While Shane began his career as an enlarger at a fine art foundry, we both decided early that we would focus our modeling skills on our gallery and commission work. That continued for nearly twenty years, when we got the opportunity of a lifetime: modeling a twice-life-size horse skeleton for conceptual artist Hans Haacke. Based on the beautiful George Stubbs anatomical etchings of the horse, Haacke's Gift Horse design had been selected as a finalist for the prestigious Fourth Plinth, the public art competition that places monumental-scale sculpture on the otherwise empty granite plinth in front of London's National Gallery.
We started by making the maquette, the one-tenth scale model, that would be submitted for award judging. We modeled the skeleton in wax, made molds on the sections for editioning purposes, then cast and finished the jewelry-like maquette in bronze.
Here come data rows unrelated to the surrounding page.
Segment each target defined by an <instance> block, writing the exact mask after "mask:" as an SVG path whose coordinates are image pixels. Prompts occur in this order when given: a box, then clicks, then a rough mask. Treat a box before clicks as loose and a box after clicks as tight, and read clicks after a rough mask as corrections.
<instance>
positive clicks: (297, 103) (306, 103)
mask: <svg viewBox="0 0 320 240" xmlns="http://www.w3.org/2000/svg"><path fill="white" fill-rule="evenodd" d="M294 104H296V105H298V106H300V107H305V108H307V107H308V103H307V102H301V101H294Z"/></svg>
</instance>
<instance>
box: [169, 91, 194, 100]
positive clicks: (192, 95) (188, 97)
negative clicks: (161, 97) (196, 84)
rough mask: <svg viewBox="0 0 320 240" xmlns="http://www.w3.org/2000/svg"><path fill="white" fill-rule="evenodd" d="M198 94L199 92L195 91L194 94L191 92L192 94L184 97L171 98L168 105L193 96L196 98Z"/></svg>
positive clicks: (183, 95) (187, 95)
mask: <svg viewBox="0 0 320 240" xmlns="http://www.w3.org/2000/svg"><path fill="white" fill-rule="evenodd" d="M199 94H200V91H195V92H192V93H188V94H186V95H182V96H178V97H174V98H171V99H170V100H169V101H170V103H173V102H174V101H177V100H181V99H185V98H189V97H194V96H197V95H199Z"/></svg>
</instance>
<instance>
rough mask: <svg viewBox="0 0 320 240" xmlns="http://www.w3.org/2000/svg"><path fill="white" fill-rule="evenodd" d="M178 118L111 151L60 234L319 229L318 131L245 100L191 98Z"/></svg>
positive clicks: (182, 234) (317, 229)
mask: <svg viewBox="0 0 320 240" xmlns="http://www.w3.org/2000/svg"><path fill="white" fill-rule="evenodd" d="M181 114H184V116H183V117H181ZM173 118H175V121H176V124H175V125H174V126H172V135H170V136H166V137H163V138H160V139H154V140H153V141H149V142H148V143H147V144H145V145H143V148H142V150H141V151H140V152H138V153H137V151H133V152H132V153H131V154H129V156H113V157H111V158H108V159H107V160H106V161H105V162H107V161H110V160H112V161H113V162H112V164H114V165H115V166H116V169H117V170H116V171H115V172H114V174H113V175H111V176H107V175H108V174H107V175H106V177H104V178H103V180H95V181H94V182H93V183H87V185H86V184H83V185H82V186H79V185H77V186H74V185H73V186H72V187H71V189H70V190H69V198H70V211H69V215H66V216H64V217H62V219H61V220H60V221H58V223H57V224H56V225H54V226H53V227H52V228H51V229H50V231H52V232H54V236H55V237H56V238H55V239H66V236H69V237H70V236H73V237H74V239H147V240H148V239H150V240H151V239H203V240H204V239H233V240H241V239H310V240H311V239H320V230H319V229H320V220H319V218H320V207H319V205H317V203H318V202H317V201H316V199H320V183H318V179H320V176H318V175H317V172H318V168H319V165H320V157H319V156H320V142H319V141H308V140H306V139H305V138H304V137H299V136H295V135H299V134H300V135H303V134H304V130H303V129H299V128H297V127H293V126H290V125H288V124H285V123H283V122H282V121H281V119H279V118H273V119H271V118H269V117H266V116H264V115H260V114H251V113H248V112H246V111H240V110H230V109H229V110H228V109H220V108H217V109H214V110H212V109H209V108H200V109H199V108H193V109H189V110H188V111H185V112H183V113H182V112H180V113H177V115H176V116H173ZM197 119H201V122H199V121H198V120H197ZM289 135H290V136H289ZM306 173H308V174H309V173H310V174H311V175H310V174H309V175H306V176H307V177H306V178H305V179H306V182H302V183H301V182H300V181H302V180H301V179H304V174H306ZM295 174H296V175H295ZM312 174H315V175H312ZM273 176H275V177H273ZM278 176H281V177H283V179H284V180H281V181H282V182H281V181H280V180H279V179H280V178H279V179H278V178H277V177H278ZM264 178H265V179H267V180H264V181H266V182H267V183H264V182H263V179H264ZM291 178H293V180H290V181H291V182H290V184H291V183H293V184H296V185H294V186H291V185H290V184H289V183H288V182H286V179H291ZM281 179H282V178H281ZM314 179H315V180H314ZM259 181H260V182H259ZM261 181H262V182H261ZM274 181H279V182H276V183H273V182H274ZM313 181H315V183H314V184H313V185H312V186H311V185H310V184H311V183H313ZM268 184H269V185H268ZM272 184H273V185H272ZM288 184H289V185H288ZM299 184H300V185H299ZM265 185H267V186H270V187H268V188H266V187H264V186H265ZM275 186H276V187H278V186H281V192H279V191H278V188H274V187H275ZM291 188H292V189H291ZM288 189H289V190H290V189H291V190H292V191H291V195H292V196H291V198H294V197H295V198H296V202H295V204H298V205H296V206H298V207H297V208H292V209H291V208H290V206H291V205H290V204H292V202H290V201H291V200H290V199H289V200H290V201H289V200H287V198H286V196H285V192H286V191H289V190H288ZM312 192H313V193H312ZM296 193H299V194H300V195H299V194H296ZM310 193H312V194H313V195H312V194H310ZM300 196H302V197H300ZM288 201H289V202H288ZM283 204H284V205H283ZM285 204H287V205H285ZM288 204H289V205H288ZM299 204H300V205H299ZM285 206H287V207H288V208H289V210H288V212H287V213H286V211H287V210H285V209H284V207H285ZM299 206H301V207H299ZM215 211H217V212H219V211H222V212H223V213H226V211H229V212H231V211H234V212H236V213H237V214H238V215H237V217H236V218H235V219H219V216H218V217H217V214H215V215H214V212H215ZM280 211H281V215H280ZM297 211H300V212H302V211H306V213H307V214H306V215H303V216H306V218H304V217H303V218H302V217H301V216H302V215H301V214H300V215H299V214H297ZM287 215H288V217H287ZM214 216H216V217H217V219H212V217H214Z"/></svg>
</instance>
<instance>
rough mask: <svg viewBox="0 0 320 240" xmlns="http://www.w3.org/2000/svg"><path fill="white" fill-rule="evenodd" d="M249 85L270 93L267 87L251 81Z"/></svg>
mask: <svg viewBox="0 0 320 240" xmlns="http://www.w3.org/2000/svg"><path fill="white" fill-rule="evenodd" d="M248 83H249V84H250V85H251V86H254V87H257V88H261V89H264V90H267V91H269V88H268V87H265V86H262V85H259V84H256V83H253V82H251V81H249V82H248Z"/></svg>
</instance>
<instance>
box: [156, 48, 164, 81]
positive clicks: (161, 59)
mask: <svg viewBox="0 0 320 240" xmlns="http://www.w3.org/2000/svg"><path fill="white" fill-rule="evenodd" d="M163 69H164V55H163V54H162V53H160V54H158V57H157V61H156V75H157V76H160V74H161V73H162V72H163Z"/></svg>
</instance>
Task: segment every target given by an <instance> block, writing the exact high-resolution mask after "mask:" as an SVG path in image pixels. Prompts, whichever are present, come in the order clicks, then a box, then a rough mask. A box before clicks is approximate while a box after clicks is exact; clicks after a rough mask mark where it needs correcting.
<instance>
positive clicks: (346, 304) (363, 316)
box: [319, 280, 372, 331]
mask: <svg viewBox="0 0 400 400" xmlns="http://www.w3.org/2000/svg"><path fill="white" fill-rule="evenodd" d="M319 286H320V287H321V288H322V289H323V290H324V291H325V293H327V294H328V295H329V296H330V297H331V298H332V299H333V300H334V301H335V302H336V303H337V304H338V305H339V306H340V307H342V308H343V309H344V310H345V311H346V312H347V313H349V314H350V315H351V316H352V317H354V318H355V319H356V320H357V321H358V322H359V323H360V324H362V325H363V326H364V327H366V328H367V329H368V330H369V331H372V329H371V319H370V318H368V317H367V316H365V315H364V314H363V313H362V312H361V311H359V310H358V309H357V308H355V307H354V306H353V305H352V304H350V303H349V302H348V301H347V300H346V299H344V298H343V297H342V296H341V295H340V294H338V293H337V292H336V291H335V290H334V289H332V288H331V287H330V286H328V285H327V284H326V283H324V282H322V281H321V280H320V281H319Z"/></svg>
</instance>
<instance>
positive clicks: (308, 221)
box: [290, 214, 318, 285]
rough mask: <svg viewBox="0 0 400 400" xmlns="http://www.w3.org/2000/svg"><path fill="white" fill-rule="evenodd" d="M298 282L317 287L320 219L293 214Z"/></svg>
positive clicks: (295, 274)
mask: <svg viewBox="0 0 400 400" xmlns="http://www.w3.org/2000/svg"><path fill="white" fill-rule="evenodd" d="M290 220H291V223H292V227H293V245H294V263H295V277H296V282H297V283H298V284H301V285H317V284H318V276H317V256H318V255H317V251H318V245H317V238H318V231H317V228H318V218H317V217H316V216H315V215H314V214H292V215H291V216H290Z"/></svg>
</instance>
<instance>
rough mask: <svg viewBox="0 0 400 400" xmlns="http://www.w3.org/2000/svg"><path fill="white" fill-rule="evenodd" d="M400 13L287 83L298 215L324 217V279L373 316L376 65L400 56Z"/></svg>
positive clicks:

When Haacke received the award, the Paula Cooper Gallery contracted us to model the fourteen-foot skeleton. Work began by welding and fabricating the steel armatures. Working from an actual articulated skeleton, we modeled the skeleton in sections that were later assembled in bronze. As each section was completed, rubber molds were made, and bronze casting began, helping to make the one-year time frame for this monumental-scale work possible. The enlarging, modeling and mold making was completed in less than six months. Gift Horse was unveiled in Trafalgar Square on March 5th, 2015.
Our modeling studio is housed in a dedicated building of 11,000 square feet, supported by a fully equipped metal fabrication shop for armatures of any scale, and 4800 pounds of fine french water clay. We model in water clay, plasticine, wax and plaster.